PATIENT CAME WITH CHIEF COMPLAINTS OF DEVIATION OF MOUTH TO RIGHT SIDE, WEAKNESS OF LEFT UPPER LIMB AND LOWER LIMB

 Case History and Clinical Findings:

 PATIENT CAME WITH CHIEF COMPLAINTS OF DEVIATION OF MOUTH TO RIGHT SIDE SINCE YESTERDAY NIGHT WEAKNESS OF LEFT UPPER LIMB AND LOWER LIMB SINCE MORNING 

HOPI:

PATIENT WAS APPARENTLY ASYMPTOMATIC TILL YESTERDAY NIGHT THEN DEVIATION OF MOUTH TO RIGHT SIDE AND TODAY MORNING PATIENT HAD DIFFICULTY IN WALKING DUE TO WHICH THEY VISITED A LOCAL HOSPITAL AND WAS TREATED CONSERVATIVELY AND SYMPTOMS DIDNT SUBSIDE AND WEAKNESS PROGRESSED AND WAS UNABLE TO WALK. NO H/O SLURING OF SPEECH, DROOLING OF SALIVA.

NO H/O OF LOSS OF CONSCIOUSNESS,NYSTAGMUS.

NO H/O OF HEAD TRAUMA. 

H/O OF FEVER,LOW GRADE SINCE TWO DAYS NOT ASSOCIATED COUGH, HEADACHE AND VOMITINGS .

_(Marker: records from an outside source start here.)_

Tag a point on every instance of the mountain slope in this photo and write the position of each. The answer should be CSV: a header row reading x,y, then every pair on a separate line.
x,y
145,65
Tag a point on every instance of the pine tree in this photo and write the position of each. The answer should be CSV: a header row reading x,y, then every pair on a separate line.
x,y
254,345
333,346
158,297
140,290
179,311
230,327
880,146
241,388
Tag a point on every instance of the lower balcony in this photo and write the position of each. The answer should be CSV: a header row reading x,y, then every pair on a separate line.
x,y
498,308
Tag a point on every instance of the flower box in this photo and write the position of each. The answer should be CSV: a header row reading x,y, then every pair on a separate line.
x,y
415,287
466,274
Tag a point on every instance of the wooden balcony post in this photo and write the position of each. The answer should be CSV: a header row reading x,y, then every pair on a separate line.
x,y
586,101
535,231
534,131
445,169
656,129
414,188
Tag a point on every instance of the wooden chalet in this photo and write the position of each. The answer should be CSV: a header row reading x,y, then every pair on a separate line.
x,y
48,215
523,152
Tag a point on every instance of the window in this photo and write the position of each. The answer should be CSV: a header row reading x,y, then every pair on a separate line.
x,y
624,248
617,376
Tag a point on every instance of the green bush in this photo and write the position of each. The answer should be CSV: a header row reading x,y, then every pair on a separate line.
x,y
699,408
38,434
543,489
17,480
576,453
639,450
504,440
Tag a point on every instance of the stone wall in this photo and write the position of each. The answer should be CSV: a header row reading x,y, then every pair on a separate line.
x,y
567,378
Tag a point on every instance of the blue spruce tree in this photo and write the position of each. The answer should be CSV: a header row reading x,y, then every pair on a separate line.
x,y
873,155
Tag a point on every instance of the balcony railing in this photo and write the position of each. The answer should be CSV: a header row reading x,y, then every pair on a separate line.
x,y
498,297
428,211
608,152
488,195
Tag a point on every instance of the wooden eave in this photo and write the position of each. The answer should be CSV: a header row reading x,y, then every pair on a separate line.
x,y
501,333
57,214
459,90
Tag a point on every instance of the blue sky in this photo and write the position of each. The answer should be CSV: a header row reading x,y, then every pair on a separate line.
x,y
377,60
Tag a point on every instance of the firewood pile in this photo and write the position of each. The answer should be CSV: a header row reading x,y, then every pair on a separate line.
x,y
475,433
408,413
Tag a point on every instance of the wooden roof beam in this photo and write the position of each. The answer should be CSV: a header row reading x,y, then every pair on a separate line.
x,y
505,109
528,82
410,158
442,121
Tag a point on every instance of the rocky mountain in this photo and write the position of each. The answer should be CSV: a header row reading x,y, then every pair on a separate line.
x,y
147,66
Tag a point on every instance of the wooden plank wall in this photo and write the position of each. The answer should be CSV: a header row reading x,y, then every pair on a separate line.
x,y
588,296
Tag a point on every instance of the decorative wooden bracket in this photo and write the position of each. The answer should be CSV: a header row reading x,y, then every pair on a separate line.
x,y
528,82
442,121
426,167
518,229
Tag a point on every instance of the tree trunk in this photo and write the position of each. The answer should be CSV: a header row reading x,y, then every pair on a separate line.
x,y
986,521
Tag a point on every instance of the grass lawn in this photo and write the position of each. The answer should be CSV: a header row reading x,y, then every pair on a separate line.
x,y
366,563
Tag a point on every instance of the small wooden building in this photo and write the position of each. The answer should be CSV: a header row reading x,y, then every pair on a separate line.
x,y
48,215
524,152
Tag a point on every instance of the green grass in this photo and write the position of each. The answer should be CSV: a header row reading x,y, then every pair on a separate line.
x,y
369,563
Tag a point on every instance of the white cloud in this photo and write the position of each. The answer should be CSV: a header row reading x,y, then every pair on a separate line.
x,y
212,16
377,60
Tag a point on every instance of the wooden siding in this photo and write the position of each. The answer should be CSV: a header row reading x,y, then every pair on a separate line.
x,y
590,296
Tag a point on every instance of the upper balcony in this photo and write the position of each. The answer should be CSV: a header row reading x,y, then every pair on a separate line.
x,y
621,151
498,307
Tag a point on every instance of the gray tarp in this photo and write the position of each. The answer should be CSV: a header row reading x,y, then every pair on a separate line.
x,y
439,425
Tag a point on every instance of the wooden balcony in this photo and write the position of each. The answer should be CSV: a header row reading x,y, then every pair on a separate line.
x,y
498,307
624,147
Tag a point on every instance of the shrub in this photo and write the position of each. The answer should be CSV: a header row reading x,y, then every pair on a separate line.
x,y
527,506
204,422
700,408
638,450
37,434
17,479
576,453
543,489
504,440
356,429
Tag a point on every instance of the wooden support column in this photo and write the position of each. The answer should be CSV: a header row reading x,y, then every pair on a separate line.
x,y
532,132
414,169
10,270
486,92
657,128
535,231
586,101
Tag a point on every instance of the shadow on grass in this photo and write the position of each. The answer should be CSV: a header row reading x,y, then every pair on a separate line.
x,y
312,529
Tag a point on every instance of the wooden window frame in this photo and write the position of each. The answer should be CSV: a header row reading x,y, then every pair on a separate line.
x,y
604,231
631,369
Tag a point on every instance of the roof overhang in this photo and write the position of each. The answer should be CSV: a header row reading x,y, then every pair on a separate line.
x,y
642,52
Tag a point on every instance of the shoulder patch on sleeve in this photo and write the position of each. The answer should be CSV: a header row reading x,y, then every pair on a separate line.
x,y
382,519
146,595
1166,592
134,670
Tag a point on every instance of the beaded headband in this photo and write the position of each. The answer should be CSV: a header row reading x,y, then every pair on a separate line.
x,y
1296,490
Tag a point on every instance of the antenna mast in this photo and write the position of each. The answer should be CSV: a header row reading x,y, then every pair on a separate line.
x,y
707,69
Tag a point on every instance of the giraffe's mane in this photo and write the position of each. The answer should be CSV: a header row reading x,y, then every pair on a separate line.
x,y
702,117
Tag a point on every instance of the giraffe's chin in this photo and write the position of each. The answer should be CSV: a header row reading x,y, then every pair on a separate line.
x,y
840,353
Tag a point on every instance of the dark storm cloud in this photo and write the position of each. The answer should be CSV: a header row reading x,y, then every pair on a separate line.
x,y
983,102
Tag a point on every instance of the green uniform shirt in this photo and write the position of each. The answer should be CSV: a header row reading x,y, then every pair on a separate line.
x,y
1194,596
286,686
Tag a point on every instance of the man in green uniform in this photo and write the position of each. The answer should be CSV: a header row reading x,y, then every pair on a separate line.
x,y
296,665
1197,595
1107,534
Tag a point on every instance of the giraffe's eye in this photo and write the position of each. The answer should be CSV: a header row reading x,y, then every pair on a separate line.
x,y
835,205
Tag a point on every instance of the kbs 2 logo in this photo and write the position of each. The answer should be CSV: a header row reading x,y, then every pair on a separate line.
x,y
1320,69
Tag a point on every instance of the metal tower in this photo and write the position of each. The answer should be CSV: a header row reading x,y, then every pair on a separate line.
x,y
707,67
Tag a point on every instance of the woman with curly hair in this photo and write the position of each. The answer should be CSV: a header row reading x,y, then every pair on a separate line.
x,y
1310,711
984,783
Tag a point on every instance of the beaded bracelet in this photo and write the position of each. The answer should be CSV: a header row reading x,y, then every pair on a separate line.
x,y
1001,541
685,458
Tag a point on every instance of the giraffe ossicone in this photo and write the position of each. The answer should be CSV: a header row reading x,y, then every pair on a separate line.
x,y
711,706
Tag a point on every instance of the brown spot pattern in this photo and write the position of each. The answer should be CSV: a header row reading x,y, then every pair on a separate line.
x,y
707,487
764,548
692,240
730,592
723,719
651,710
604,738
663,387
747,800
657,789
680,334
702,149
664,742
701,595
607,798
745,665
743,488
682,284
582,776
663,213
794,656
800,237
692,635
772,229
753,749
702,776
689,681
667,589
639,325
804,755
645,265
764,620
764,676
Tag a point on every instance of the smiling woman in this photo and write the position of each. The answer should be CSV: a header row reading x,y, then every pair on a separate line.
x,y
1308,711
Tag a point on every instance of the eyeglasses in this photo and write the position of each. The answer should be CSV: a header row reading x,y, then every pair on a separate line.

H/O OF ALCOHOL CONSUMPTION SINCE 15 YEARS (LAST BINGE YESTERDAY NIGHT)

PAST HISTORY:-

K/C/O TYPE 2 DM SINCE 10 YEARS (ON GLIMI-M2 TWICE DAILY ) NOT K/C/O HTN,CAD,CVA,THYROID DISORDERS,EPILEPSY,ASTHMA. 

PERSONAL HISTORY :

APPETITE NORMAL  

MIXED DIET 

SLEEP ADEQUATE 

BOWEL AND BLADDER MOVEMENTS- REGULAR 

ADDICTIONS: CONSUMPTION OF ALCOHOL 180 ML PER DAY 

GENERAL EXAMINATION :

PATIENT IS CONSCIOUS,COHERENT AND CO-OPERATIVE. 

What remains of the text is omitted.